Segundo ele, os policiais militares apreenderam quatro menores que estariam roubando motoristas no Distrito Industrial na noite do dia 12 de janeiro. Um conseguiu fugir e três foram levados para um terreno baldio. No local, os policiais teriam perguntado qual dos três iria morrer. Como não responderam, atiraram na cabeça de Joab, que chegou a ser levado com vida ao hospital, mas morreu três dias depois. Ele não informou qual foi a participação de cada militar no crime.

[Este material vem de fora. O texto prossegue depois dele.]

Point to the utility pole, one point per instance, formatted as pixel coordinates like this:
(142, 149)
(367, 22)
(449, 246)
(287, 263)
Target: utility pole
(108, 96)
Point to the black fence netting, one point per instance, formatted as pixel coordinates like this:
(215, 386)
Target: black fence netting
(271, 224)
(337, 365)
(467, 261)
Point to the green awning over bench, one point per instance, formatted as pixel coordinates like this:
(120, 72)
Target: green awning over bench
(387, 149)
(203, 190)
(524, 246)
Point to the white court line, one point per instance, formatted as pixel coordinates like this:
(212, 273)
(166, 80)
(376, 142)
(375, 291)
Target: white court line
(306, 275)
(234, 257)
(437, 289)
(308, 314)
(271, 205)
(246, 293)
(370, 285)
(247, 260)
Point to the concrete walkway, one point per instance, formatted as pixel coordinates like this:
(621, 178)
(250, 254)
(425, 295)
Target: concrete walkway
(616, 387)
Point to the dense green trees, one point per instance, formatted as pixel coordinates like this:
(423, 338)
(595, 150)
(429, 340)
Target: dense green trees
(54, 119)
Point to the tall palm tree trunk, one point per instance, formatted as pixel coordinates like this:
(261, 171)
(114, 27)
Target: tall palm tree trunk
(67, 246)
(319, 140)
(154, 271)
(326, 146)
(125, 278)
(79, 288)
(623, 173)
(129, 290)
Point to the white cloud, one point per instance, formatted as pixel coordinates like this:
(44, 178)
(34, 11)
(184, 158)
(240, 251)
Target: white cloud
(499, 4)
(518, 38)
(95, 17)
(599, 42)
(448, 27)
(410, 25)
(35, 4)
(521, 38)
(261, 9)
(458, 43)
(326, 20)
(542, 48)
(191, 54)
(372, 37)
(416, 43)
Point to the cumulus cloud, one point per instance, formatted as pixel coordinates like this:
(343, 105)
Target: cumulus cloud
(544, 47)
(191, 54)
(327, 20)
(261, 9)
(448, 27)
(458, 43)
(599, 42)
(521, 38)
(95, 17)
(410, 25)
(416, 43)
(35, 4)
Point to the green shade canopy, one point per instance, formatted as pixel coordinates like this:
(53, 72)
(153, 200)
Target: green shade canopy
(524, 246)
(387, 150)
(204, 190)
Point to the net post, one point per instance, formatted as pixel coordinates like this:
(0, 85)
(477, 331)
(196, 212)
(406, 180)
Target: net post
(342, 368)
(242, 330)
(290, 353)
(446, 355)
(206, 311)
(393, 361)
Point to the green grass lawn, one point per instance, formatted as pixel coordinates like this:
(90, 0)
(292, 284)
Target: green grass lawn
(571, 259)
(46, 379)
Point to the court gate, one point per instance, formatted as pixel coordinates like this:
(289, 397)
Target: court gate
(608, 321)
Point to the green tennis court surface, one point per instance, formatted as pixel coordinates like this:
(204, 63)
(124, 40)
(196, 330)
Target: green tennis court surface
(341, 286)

Para o promotor que acompanha as investigações, Ricardo Silvares, os PMs agiram com “crueldade”.

Durante o curso das investigações, a sequência de mortes também foi modificada No início, acreditava-se que o jovem Sadrack Santana Galvão, de 25 anos, assassinado a tiros no Residencial Sirius Pirelli por volta das 20h30 do dia 12, era o primeiro da série de execuções. Mas o caso foi descartado. O assassino se apresentou à Polícia, mas está em liberdade porque não houve o flagrante. “O Sadrack, desde o começo, já vinha sendo investigado como um crime não ligado (à chacina), e isso se confirmou. Ele tinha fama de mexer com as mulheres do bairro, e a motivação provável foi essa”, confirmou Rolim.

 

Portanto, o adolescente Joab Gama das Neves, de 17 anos, poderá a ser a primeira vítima dos assassinatos em série. Na sequência, às 23h30, quatro jovens foram assassinados no Recanto do Sol 2. Dez minutos depois, Jailson Costa Silva, de 28 anos, foi executado a tiros no Parque Universitário. Pouco antes da meia-noite, mais cinco pessoas foram mortas no Vida Nova. Já na madrugada do dia 13, por volta de 1h40, Sérgio Donizete da Silva Júnior, de 18 anos, foi morto no bairro Vista Alegre.

 

Uma das hipóteses investigadas é de que os crimes tenha sido uma represália à morte de um PM, assassinado com um tiro na cabeça na manhã do dia 12 de janeiro, durante um assalto.